O corte nos recursos do Fundo de Participação dos Municípios (FPM) por conta da redução populacional verificada em algumas cidades pelo Censo 2022, do Instituto Brasileiro de Geografia e Estatística (IBGE), gerou protestos entre prefeituras atingidas. As regiões mais afetadas com a queda do Fundo foram Norte e Nordeste, com 23% e 17% de cidades impactadas, respectivamente, conforme apurado em audiência, nesta semana, na comissão externa que trata do assunto, na Câmara dos Deputados.

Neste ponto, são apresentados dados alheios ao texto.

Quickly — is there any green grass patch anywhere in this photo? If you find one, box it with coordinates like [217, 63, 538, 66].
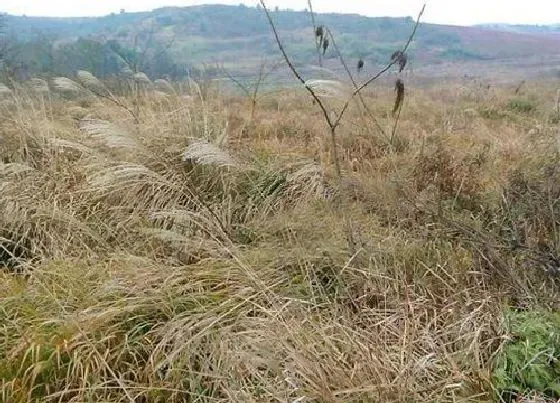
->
[494, 311, 560, 401]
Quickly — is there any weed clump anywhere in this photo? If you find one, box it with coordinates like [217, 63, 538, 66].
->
[494, 311, 560, 402]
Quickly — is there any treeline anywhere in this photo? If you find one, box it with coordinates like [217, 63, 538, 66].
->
[0, 37, 190, 80]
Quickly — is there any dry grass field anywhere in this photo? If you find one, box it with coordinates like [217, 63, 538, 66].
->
[0, 77, 560, 403]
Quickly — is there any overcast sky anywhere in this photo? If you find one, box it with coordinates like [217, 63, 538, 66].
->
[0, 0, 560, 25]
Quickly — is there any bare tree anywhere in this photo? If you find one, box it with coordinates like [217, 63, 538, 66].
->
[259, 0, 426, 254]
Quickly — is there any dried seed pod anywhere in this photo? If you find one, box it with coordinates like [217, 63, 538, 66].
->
[393, 78, 404, 116]
[358, 59, 364, 72]
[323, 38, 329, 55]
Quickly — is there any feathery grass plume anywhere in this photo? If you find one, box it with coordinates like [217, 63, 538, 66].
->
[76, 70, 108, 94]
[154, 78, 175, 93]
[29, 78, 49, 93]
[305, 80, 350, 99]
[152, 90, 169, 100]
[285, 162, 325, 200]
[0, 162, 34, 176]
[0, 83, 12, 95]
[80, 119, 138, 149]
[393, 78, 404, 116]
[134, 72, 152, 85]
[183, 140, 237, 167]
[391, 50, 408, 73]
[48, 137, 95, 155]
[52, 77, 84, 93]
[86, 163, 168, 193]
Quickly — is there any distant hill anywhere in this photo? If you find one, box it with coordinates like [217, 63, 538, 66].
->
[5, 5, 560, 80]
[475, 23, 560, 34]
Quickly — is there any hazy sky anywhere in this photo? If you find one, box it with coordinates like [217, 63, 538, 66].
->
[0, 0, 560, 25]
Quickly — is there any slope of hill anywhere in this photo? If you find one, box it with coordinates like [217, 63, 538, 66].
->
[6, 5, 560, 80]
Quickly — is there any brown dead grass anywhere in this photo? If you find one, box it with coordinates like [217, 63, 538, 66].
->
[0, 77, 560, 402]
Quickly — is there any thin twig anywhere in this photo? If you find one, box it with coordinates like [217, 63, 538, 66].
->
[307, 0, 323, 67]
[259, 0, 333, 127]
[335, 4, 426, 126]
[326, 27, 387, 137]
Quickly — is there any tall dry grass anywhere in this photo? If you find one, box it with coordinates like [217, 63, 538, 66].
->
[0, 73, 560, 402]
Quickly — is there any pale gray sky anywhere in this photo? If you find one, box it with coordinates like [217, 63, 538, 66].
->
[0, 0, 560, 25]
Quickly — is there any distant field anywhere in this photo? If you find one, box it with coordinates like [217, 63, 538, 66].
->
[0, 66, 560, 403]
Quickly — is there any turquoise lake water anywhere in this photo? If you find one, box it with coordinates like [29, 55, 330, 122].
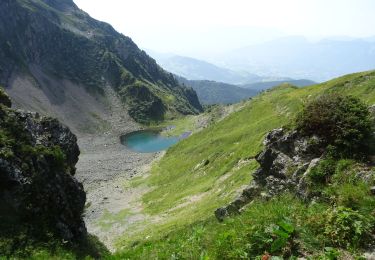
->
[120, 130, 181, 153]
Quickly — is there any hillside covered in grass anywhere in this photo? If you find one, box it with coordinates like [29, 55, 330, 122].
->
[112, 72, 375, 259]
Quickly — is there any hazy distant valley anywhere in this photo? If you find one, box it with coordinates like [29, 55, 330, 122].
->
[0, 0, 375, 260]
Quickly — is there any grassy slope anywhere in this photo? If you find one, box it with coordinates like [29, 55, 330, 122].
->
[112, 72, 375, 255]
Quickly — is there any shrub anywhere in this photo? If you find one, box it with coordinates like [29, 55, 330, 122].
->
[324, 207, 374, 249]
[296, 93, 372, 157]
[308, 159, 336, 184]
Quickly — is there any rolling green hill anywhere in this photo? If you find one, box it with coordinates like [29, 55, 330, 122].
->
[111, 71, 375, 259]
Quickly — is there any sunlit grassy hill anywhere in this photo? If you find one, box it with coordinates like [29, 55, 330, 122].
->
[113, 71, 375, 259]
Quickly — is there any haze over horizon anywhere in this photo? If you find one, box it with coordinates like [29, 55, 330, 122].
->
[74, 0, 375, 59]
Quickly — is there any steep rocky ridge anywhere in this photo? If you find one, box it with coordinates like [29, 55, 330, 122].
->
[0, 0, 201, 126]
[215, 128, 374, 221]
[0, 90, 87, 243]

Outro ponto observado durante a reunião foi que o corte afetou 757 cidades brasileiras, somando R$ 1,5 bilhão no primeiro semestre deste ano. O repasse do fundo é proporcional à população local. Ao lembrar que o FPM é a principal receita de 64% dos municípios brasileiros, a representante da Confederação Nacional dos Municípios (CNM) na audiência, Thalyta Alves, reclamou da falta de financiamento do Censo de 2022.

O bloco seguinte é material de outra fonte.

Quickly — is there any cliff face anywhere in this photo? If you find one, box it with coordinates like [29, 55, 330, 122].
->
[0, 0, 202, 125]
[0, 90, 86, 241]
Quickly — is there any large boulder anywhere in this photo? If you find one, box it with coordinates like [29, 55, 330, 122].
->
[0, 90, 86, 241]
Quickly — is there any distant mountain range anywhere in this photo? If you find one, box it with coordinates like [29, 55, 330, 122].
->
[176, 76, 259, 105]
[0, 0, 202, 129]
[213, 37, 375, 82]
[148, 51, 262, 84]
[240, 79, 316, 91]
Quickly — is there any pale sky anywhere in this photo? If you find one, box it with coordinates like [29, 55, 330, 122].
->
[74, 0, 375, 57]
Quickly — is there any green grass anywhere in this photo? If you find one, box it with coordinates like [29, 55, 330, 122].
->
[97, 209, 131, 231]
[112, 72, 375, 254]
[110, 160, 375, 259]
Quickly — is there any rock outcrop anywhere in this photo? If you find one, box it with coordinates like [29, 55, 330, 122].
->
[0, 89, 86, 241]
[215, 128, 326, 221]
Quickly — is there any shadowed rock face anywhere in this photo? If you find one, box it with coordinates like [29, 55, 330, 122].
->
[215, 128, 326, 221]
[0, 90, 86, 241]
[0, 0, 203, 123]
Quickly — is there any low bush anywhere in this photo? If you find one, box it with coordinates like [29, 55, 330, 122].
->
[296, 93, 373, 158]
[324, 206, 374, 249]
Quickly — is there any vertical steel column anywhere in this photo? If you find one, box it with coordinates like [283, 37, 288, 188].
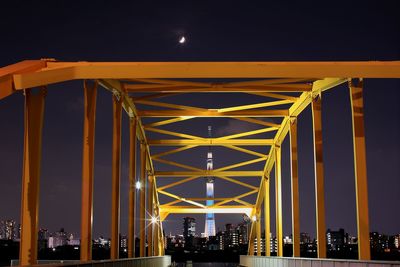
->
[128, 118, 137, 258]
[350, 80, 371, 260]
[139, 143, 146, 257]
[256, 215, 261, 256]
[290, 118, 300, 257]
[311, 96, 326, 258]
[274, 146, 283, 257]
[146, 175, 154, 257]
[110, 95, 122, 260]
[80, 80, 97, 261]
[264, 177, 271, 256]
[19, 88, 46, 265]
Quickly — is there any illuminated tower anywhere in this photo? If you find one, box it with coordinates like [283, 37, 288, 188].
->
[204, 126, 215, 237]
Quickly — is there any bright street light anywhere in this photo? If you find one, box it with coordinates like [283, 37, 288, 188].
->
[135, 181, 142, 190]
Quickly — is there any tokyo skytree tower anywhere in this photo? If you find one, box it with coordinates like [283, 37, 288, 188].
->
[204, 126, 215, 237]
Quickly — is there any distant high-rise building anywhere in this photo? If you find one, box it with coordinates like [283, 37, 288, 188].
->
[183, 217, 196, 237]
[38, 228, 49, 250]
[224, 223, 239, 249]
[204, 126, 215, 237]
[237, 223, 249, 245]
[254, 237, 265, 254]
[0, 220, 18, 240]
[183, 217, 196, 248]
[369, 232, 389, 252]
[300, 233, 311, 244]
[326, 228, 347, 251]
[48, 228, 68, 248]
[393, 234, 400, 249]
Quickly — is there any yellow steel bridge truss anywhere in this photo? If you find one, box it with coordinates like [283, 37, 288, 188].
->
[0, 59, 400, 264]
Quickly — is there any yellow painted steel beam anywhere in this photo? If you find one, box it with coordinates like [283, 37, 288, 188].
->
[275, 146, 283, 257]
[233, 198, 254, 207]
[128, 118, 137, 258]
[289, 119, 300, 257]
[153, 158, 202, 171]
[350, 80, 371, 260]
[19, 88, 46, 265]
[215, 127, 278, 140]
[233, 117, 280, 128]
[135, 100, 207, 111]
[212, 189, 258, 207]
[146, 175, 154, 257]
[139, 146, 147, 257]
[80, 81, 97, 261]
[0, 60, 47, 99]
[218, 100, 293, 112]
[215, 176, 258, 190]
[124, 83, 311, 93]
[98, 80, 154, 174]
[248, 92, 298, 103]
[160, 205, 253, 217]
[131, 93, 182, 103]
[224, 145, 268, 158]
[262, 178, 271, 256]
[158, 176, 201, 190]
[225, 78, 315, 87]
[154, 170, 263, 177]
[157, 189, 205, 208]
[130, 78, 211, 87]
[214, 157, 267, 172]
[145, 116, 195, 127]
[151, 145, 197, 159]
[256, 218, 260, 256]
[311, 96, 326, 258]
[13, 61, 400, 90]
[138, 109, 289, 118]
[110, 95, 122, 260]
[148, 138, 273, 146]
[144, 127, 205, 140]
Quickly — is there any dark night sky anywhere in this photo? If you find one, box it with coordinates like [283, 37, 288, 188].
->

“Nós trabalhamos em prol do orçamento para que o censo fosse realizado com recursos suficientes e que ele fosse, de fato, refletir a realidade dos nossos municípios. O censo é importante não só para os municípios, mas para todas as estruturas de governo, porque todos os programas federais dependem ou consideram o porte populacional para a distribuição dos recursos”, disse.
CONTRADIÇÕES
O deputado Sidney Leite (PSD-AM), coordenador da comissão, também reclamou que os dados do Censo de 2022 “não correspondem à realidade” dos municípios. Como exemplo, o parlamentar citou casos em que foi detectado aumento no número de alunos e de eleitores e, ao mesmo tempo, diminuição da população em algumas cidades.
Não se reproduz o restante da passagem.